Monday, May 15, 2017

Capitalism the game we play; Goverment the referee Part II



"The best government is that which governs least"*
John L. O'Sullivan editor of The Democratic Review

“The best government is that which governs best.”
                        Geoffrey Berg editor of the Food for Thought Blog


The first question that arises in this framework from the previous posts is how close do you want the game to be called. Do you want to “Just let them play.” or do want instant replay on every call?  That is do you want a minimal regulatory environment where it is up to the individual “player” to look out for his or her own interest (freedom to) or do you want a strict regulatory environment where each play is scrutinized to make sure that the game is scrupulously fair (freedom from).

Again, from the previous posts, how you feel about this, generally, starts with your emotional predisposition.  If you are a libertarian your response is “Let ‘em play!” If you are liberal you want to make sure no one is cheating so you want plenty of oversight of the action. Some level of oversight is needed so that the game doesn’t deteriorate into anarchy. On the other hand instant replay on every play would bring the action to a grinding halt.


“Given that you play by the rules, the object of the game is to win.”
                                                                                                            Joel Truman

However, since we are all players, we want to win the game. And since we choose democracy we all have a say in what rules we want, how and by whom we want them made and how we want them enforced. And, while we may be predisposed to one particular end of this continuum, when we are engaged in the game, which we are daily, the specific interaction may move us to a different place on that continuum.

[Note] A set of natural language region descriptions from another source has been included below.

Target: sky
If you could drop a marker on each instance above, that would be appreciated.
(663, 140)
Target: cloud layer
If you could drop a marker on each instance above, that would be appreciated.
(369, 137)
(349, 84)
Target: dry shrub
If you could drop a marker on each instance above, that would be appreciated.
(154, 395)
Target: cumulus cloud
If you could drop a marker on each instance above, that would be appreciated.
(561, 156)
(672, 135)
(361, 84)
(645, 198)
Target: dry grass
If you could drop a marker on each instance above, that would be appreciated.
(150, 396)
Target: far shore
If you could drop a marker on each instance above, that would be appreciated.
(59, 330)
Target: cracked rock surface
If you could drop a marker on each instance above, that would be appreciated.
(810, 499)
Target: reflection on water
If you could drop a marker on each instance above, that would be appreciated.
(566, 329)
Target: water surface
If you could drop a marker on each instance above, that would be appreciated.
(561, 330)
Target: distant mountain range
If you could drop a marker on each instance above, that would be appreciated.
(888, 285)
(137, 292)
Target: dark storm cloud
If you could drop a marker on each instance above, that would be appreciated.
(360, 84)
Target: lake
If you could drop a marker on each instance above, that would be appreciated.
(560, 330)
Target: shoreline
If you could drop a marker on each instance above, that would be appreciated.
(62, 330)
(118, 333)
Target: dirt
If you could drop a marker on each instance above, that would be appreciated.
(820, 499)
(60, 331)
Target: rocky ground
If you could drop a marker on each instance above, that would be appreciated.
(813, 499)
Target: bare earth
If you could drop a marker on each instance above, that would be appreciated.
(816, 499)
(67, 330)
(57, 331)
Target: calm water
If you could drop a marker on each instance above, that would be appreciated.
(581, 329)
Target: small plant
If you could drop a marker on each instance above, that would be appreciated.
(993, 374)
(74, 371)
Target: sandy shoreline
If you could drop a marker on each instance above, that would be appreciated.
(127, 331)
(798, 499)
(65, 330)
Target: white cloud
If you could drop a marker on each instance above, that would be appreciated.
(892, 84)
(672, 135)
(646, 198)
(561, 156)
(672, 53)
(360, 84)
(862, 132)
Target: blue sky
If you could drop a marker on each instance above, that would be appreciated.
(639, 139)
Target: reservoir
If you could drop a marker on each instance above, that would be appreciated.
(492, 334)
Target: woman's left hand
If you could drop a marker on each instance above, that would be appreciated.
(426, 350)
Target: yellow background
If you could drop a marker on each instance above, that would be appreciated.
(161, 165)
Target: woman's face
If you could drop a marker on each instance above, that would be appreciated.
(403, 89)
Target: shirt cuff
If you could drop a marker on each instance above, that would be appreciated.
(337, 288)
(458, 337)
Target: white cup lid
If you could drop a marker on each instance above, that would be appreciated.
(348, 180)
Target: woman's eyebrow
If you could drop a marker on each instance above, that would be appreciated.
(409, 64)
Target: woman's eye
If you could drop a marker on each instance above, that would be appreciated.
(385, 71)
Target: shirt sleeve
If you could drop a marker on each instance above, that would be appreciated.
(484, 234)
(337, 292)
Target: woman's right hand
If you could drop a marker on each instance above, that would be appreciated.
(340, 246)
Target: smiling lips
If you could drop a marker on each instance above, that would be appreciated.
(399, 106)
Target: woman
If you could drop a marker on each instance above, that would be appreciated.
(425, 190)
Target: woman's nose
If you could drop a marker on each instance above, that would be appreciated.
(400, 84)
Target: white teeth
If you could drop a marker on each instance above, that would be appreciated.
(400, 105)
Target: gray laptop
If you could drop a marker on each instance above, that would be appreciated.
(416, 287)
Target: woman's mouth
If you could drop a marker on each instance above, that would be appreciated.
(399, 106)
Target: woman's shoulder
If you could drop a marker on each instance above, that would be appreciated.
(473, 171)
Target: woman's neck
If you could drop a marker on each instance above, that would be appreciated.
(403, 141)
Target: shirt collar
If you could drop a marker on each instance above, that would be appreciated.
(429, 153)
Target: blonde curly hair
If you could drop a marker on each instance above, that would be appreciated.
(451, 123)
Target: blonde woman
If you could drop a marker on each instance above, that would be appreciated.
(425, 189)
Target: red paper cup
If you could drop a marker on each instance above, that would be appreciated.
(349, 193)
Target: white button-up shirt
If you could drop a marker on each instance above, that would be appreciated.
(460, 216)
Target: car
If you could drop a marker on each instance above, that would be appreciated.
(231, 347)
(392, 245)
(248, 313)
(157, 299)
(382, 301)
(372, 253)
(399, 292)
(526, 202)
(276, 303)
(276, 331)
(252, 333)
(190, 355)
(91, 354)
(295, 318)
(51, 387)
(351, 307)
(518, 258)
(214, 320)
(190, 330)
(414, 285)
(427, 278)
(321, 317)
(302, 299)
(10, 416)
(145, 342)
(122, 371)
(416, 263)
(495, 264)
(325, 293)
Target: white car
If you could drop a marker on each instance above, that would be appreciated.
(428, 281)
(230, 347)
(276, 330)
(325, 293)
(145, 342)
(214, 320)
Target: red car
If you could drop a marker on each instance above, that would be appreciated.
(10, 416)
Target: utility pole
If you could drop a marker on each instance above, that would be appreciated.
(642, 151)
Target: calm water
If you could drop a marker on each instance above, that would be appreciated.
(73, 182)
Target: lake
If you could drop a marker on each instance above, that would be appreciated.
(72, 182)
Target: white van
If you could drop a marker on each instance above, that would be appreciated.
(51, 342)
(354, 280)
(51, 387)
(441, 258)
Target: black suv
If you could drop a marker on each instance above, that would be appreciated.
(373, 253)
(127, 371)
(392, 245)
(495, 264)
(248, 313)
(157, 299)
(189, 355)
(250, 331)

Since we are in the game and we want to win, that can’t help but influence how we want the game to be called.  We may say we want them to call them the way they see them but what we really want is to call them the way we need them. The strike zone is always too small for our pitcher and too big for theirs. They are always charging on offense and blocking on defense. It was the temperature not the ball boy who deflated the footballs (or vice versa depending on who you are rooting for).

When we don’t have much skin in a particular part of the game we are somewhat agnostic if not mildly favorable toward a well-regulated industry.

For instance, most of us are quite comfortable with our highly regulated drug industry. Except for a few die-hard libertarians like Ron Paul, nobody wants to abolish the FDA and leave it to the good intentions of the pharmaceutical industry to give us safe effective medication. We don’t have the time knowledge or expertise to make rational judgments about the safety and effectiveness of medicine. 

On the other hand a pharmaceutical executive will want to loosen the regulatory framework that everyone else is comfortable with because it is impeding his ability to maximize his profits. His argument is that this over regulation is the moral equivalent of too much instant replay. He takes this position not because he is conservative but because it is in his immediate interest.

One can imagine that the “natural” herbalist would chafe at being subjected to the same regulatory environment that the pharmaceutical industry faces. In his game it is “Let us play!” On this particular issue the new age liberal is probably on the same point of the freedom from/freedom to continuum as the buttoned down Republican pharmaceutical executive.

"The best government is that which governs least" is really no government at all and otherwise known as anarchy (A position espoused, I would say somewhat disingenuously, by Thoreau). However, for the rest of us “The best government is that which governs best,” where best is in the eye of the beholder. We all have different views of what is best and what shapes our vision of best are our predispositions and our self-interest.

However, what we all have in common is that we want the game to be fair (Another concept that is in the eye of the beholder) because that is in our self-interest.

So when it comes to our relationship to government I am suggesting we take a look at how our predispositions and self-interest or lack thereof shape our views or blind us to the views of others.

Now we all have opinions on what the rules should be and how they should be enforced. However, we don’t make the rules or enforce them. It would be too cumbersome for us to have direct democracy in anything beyond the size of a small town, ** so we select people to represent us. (Perhaps another form of salutary servitude.)  Selecting the people who represent us is yet another game within the game.  We may select people who see things the way we do or even call them the way we need them.  However, since this is such a crucial part of the game this above all else is where the game should be fair.  It my next post I will take a look at that.
   

* This was paraphrased by Henry David Thoreau in the opening of “Civil Disobedience” as "That government is best which governs least."

** One of my favorite quotes is on this subject.  In Federalist Paper 55, a discussion on the size of the legislature, Hamilton or Madison say, “In all very numerous assemblies, of whatever character composed, passion never fails to wrest the sceptre from reason. Had every Athenian citizen been a Socrates, every Athenian assembly would still have been a mob.”